There is no proven best way to build the tree around the objects in the scene. What's often done in practice is to use the "surface area heuristic" as a guide to partitioning each level.


traceRay is a recursive function that computes the closest intersection of the ray ray with the scene geometry contained within the sub-tree rooted by node. As the ray is traced through the subtree, the struct isect maintains information about the closest intersection found so far. This information consists of the distance along the ray to the closest intersection, and a reference to the scene primitive that yielded this intersection.

traceRay works as follows:

  1. It first determines if the ray intersects the bounding box of node. If it does not intersect the bounding box, or if an intersection does exist, but is strictly farther than an intersection found so far, then he function returns. This "early out" is valid because it is not possible for any geometry inside node to generate a closer intersection.

  2. If the node is an interior node, traceRay then recurses on the nodes for the two children.

  3. If the node is a leaf node, traceRay checks for intersections between the ray and each primitive in the leaf (see call to intersect() function). If an intersection exists and that intersection is the closest scene intersection found so far, this information is stored in isect.

To give you a sense of how traceRay is used to make a picture, the overall basic structure of a ray tracer is given below. Notice how iterations of the outermost loop are independent and can be performed in parallel.

BVHNode root;

for each pixel p in image:  // iterations of this loop are independent
   Ray r = createRay(p)     // r is a ray traveling from the image pixel
                            // through the camera's pinhole aperture
   ClosestIectInfo isect;
   traceRay(r, root, isect);
   if (isect indicates a hit)
      color p according to isect.primitive;

You can visually think of a packet as emerging from your computer screen and heading toward the scene in a frustum that expands outward as it goes. If this frustum misses an object in the scene entirely, then none of the rays in the packet have to be checked for intersection with that object. If any one of them does, then the whole packet descends into the BVH tree bounding the object.

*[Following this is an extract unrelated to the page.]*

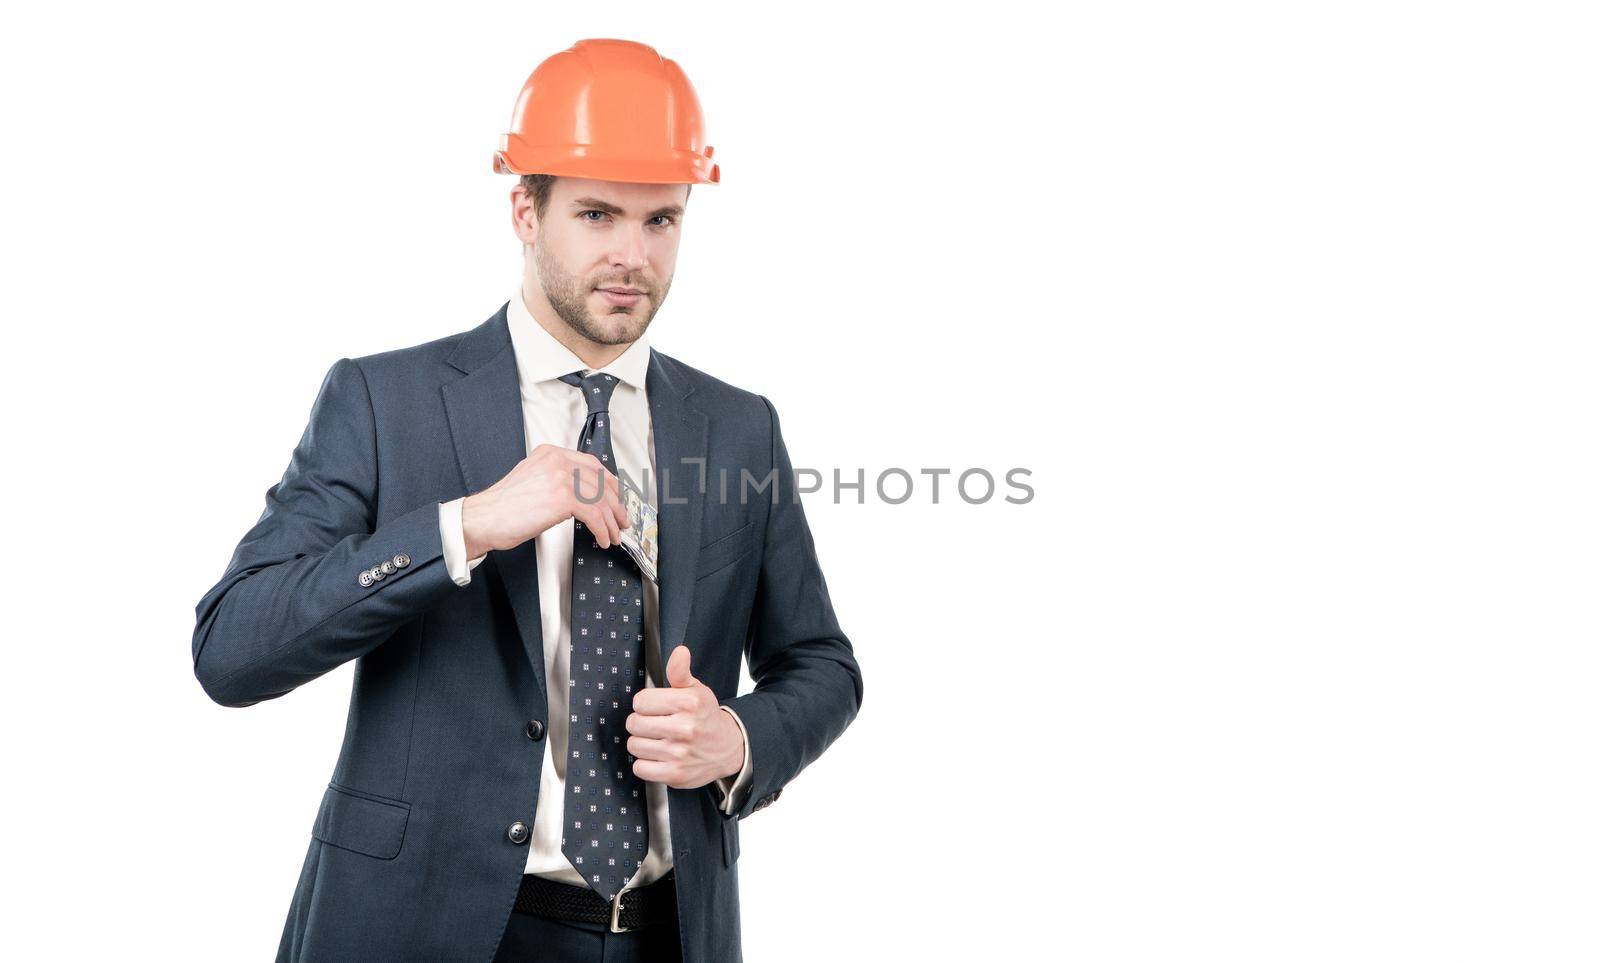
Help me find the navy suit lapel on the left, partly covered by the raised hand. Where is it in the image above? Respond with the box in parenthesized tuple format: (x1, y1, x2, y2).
(443, 302, 546, 697)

Question Would it be reasonable to think of rays in a packet being implemented as threads in a warp in CUDA? The reason I am not sure is because they seem to share similarities such as executing in SIMD, but a warp is a lower level implementation that the programmer would not necessarily be able to manipulate (unless it's exposed in more recent versions of CUDA) and the packets seem like a higher level abstraction (as the next slide talks about reordering rays). Could this reordering be implemented by assigning work to different threads?

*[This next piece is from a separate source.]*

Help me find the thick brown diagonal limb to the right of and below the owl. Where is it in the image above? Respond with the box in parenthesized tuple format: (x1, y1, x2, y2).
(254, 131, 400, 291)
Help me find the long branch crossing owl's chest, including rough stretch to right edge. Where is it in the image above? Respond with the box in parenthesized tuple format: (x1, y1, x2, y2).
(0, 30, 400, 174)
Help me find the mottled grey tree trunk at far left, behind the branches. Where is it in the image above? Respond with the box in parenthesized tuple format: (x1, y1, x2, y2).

Warps are decently exposed in CUDA. Warps are (currently) always 32 threads. The allocation of threads to warps is well defined. Thread have a thread ID. For 1-dimensional blocks, this is simply threadIdx.x, for 2-dimensional blocks, blockDim.x * threadIdx.y + threadIdx.x and for 3-dimensional blocks, blockDim.x * blockDim.y * threadIdx.z + blockDim.x * threadIdx.y + threadIdx.x. Threads with IDs 0-31 run in the same warp, as do 32-63, etc.


Here is a recent set of Nvidia articles on using BVHs for collision detection with a GPU, which might also be applicable to using BVHs for ray tracing, though I haven't had a chance to read them yet. What are some other good resources on the topic, and in general, where does a GPU come into play in ray tracing, if anywhere?

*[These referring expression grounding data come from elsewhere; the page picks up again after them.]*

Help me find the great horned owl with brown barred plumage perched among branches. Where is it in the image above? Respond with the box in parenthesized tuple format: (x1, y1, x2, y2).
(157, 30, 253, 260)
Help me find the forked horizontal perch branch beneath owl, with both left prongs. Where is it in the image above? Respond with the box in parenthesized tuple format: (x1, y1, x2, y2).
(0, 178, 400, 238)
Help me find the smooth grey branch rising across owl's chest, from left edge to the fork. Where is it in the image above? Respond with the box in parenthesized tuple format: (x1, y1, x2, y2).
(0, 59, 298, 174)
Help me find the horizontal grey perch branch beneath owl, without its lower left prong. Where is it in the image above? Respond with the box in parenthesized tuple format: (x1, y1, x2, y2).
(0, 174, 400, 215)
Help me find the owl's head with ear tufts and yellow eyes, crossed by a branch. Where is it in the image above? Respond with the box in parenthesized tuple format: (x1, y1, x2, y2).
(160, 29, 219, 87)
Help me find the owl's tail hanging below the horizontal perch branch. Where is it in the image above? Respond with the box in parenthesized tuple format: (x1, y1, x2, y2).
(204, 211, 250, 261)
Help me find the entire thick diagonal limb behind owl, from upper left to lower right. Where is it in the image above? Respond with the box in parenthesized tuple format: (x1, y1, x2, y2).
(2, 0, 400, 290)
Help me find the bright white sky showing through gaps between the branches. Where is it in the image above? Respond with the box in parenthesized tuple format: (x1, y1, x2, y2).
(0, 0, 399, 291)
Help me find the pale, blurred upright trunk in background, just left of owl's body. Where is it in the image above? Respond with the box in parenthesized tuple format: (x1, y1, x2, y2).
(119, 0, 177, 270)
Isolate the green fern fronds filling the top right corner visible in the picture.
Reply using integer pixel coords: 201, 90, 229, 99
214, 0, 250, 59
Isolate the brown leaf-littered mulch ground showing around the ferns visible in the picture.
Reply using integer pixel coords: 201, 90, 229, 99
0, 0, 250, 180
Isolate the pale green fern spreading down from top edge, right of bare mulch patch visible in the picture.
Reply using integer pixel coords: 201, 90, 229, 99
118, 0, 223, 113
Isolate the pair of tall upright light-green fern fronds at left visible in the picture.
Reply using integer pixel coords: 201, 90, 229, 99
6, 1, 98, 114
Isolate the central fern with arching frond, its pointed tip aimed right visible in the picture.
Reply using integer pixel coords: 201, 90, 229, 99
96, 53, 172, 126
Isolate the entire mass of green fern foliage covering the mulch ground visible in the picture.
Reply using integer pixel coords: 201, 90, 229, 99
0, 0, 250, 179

I think the best approaches to ray tracing on the GPU drop the hard lined ray tracing vs rasterization argument and just take the best approaches to both. For example, rasterization is very well suited to GPUs and so the rays that reach the eyes directly from triangles can be done via rasterization and the global illumination + other special effects can be taken care of by ray tracing (and by ray tracing I also mean the broader approaches of path tracing, photon mapping etc.)